Не легче восстановить родословную богов мужского пола. Так, Луг, от кого произошло современное имя Лион, совмещает, похоже, характерные черты богов иранского и греческого пантеонов: он — бог войны, торговли, Солнца, грома, покровитель искусств[242], то есть Марс, Гермес, Гелиос, Зевс и Аполлон в одном лице.

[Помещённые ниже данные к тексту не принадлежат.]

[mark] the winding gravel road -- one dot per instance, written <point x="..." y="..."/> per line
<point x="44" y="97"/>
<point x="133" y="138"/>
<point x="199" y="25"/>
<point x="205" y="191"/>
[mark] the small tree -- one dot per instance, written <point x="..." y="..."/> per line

Даже обратившись к самым «последним» источникам, дошедшим до нас после второй миграционной волны, мы сможем только частично восстановить эти верования: почти все без исключения религии имели множество вариантов и видоизменялись от племени к племени. Кельты действительно верили в сверхъестественные силы, но в то же время следует признать, они не всегда поклонялись одним и тем же богам. Редкие дошедшие до нас письменные источники свидетельствуют о множестве практиковавшихся у них ритуалов. Самым большим праздником у кельтов считался Самхен, отмечавшийся в канун 31 октября григорианского календаря и посвященный сотворению мира в тот день, когда хаос отступил перед порядком. В то тревожное время, в которое жили кельты, духи умерших, если хорошенько не задобрить их жертвоприношениями, могли вернуться на землю. В христианской религии этот праздник смещается на день вперед и называется Днем памяти усопших[243]. Почитая души умерших, кельты верили в свое бессмертие. А общаться с почившими родственниками должны были друиды, которые, как свидетельствовал во II веке Страбон, делали человеческие жертвоприношения. В III веке историк Юстин[244] поведал о том, что кельты преуспели в искусстве предсказания будущего. Нелишне отметить, что религия кельтов включала немало суеверий, нередко встречающихся в современной религиозной практике.

Кельты верили в демонов и духов усопших, как, например, в весьма беспокойного духа Драугра, обитавшего на холмах и курганах[245]. Однако у них не было дьявола, который смог бы выступить антагонистом нашего Создателя.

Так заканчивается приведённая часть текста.